Pode parecer óbvio — afinal, não há como fazer planos desse tipo sem mencionar dinheiro — mas "falar sobre dinheiro ainda é um tabu nas famílias", explica Rejane Tamoto, planejadora financeira CFP®️ do Instituto Planejar. Para Tamoto, uma boa dica para introduzir esse assunto de maneira sutil é contar uma experiência vivida por algum amigo ou familiar, por exemplo, "inclusive para ir entendendo como o outro enxerga e se sente sobre isso". 

 

2 - Entendam como cada um funciona

Cada pessoa vem de famílias que lidam com dinheiro de formas diferentes, e acumula experiências de vida particulares. Por isso, além de dialogar naturalmente sobre finanças, é importante entender o perfil das duas partes do casal — e, em seguida, achar um meio termo justo. E personalidades diferentes, na verdade, podem ser um ponto positivo. Se um tem um perfil mais gastador e o outro, poupador, isso costuma gerar um equilíbrio: ao mesmo tempo em que aproveita o presente, o casal consegue fazer planos futuros. 

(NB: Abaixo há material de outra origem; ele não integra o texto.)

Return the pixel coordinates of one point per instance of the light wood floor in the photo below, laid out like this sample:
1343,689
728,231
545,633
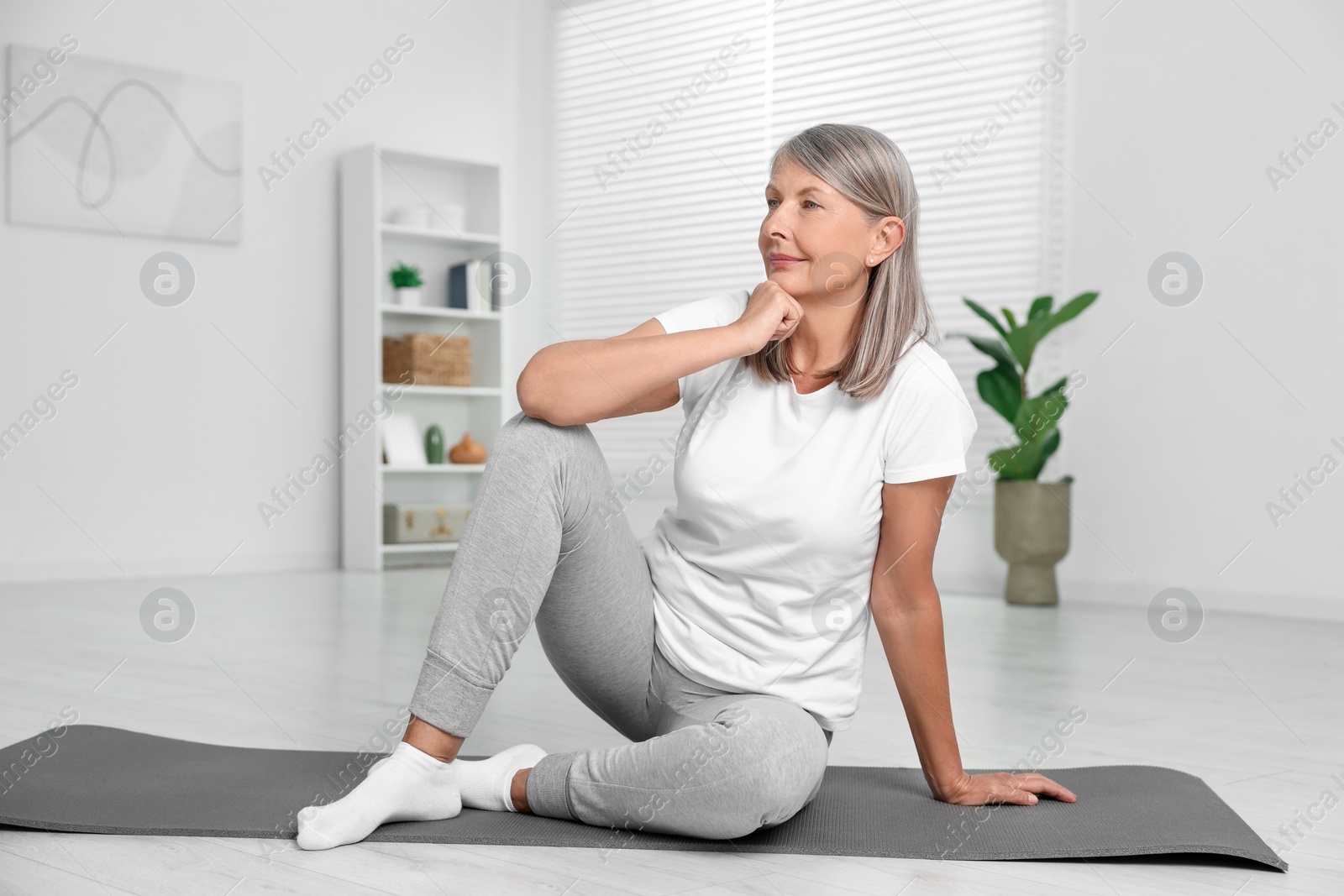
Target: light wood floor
320,660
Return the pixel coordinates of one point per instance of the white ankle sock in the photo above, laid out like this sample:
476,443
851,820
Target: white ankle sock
409,785
484,783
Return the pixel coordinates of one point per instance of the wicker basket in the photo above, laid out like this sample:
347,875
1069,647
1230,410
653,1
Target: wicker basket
428,359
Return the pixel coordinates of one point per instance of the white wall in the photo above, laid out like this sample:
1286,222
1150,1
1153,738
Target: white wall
155,463
1198,416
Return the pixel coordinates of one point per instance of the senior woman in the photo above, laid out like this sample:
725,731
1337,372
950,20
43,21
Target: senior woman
823,434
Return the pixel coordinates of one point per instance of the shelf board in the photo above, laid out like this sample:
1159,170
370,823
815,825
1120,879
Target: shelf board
436,311
465,391
418,547
438,235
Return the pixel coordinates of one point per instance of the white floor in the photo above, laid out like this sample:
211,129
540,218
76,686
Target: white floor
320,660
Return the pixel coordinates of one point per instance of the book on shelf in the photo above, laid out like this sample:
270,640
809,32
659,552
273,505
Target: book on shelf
465,286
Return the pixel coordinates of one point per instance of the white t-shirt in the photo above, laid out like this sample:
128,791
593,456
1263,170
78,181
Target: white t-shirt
763,569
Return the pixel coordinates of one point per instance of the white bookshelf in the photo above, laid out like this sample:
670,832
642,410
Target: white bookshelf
374,181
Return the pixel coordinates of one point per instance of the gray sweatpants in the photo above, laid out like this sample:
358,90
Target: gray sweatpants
541,546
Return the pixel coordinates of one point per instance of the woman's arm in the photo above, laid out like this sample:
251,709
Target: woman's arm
909,617
593,379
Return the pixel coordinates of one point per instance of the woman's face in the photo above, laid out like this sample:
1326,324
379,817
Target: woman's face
815,242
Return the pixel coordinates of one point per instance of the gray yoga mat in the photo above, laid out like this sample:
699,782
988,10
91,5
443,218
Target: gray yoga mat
111,781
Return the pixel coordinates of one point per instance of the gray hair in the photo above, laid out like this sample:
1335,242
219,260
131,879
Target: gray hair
867,168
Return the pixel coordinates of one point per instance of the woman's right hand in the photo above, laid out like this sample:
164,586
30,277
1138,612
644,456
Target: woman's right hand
770,315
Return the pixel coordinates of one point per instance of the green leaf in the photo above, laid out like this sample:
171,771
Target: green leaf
1019,463
1000,389
1072,309
995,349
985,315
1037,416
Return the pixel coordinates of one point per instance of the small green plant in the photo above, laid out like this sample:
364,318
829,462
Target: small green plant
405,275
1005,385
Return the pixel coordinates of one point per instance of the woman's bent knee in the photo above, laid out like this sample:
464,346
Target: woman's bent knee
784,755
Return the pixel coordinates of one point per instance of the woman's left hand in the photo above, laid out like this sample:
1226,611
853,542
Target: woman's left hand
1003,788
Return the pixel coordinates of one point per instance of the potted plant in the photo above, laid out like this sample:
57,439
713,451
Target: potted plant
1032,517
407,284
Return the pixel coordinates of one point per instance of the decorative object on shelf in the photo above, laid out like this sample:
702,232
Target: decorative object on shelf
428,359
407,284
421,523
449,217
434,443
402,443
470,286
1032,517
416,215
467,452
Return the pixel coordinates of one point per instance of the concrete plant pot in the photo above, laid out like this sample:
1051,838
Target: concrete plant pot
1032,533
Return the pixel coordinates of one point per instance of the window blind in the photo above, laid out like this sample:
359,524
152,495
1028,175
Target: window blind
667,116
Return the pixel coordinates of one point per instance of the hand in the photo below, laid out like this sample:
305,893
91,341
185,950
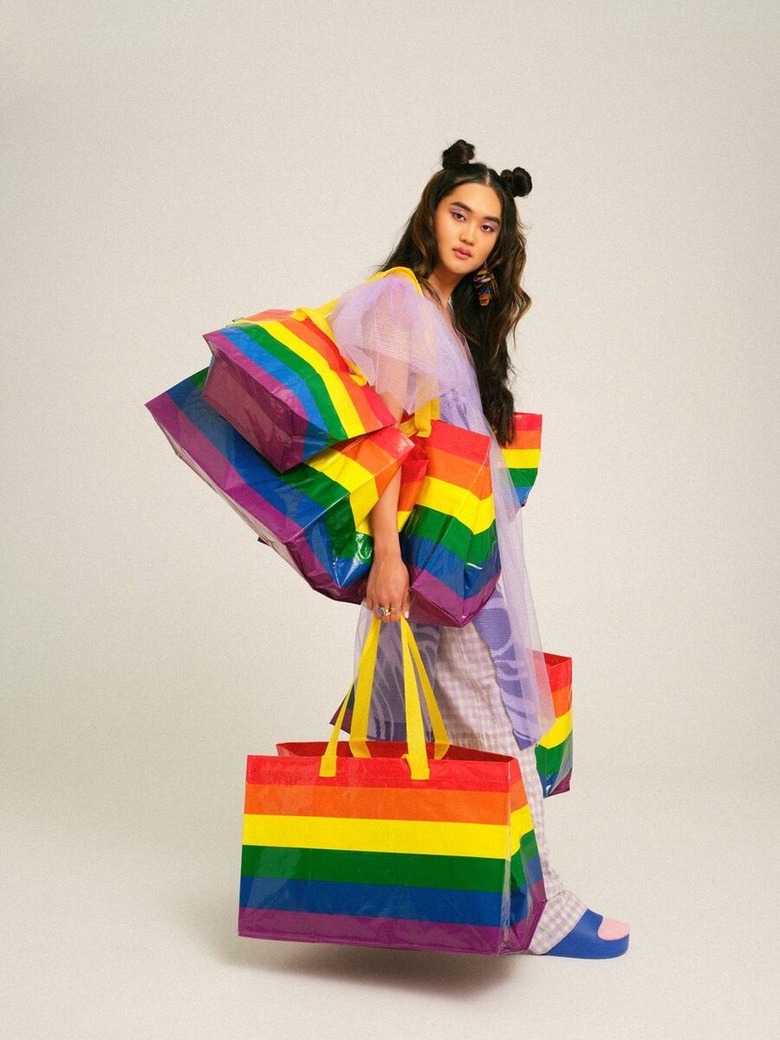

Tamoto desenvolve essa ideia: "Quando os dois perfis estão no mesmo extremo, é mais complicado. Se gastam muito, acabam entrando em dívidas. E se os dois poupam muito — o que é mais raro —, vão conseguir realizar projetos a longo prazo, mas podem viver angústias sobre o presente". 

3 - Alinhem as expectativas para o futuro

Denise Miranda de Figueiredo, fundadora do Instituto do Casal, comenta que, ao invés de seguir a expectativa de um dos namorados, o casal deve buscar um 3º caminho, um meio-termo. Para fazer isso, uma boa ideia pode ser escrever separadamente os pensamentos que cada um tem sobre o futuro; e, em seguida, comparar os papéis e construir uma terceira versão, que seja dos dois. 

A atriz Lara Duarte reforça: "o principal é que as duas pessoas estejam afinadas nos seus desejos". Há dois anos namorando, ela e Bruna decidiram procurar um apartamento recentemente, depois que optaram por passar a quarentena juntas. Ela completa: "Primeiro conciliar os quereres, e depois ir pensando em como se mover para conseguir eles".  O que nos leva à quarta dica: 

 

4 - Construam um plano 

Com as expectativas em sintonia, Figueiredo sugere que o casal construa um plano para alcançar aquilo que desejam, passo a passo. E é importante descrever esses passos, entendendo qual é a execução mais adequada para a realidade do casal. São questões como: como vamos guardar a grana? Teremos uma conta conjunta ou não? Vai ser 10% do salário de cada um, independente de quanto ganhamos? Vamos contratar alguém para ajudar?

“E cada um participa com o que tem”, completa Figueiredo. Ela também diz que o meio a meio dentro de um casal é muito relativo — e deve vir a partir do que cada um tem e com o que pode contribuir; “sempre lembrando de não dar um passo maior do que perna", finaliza.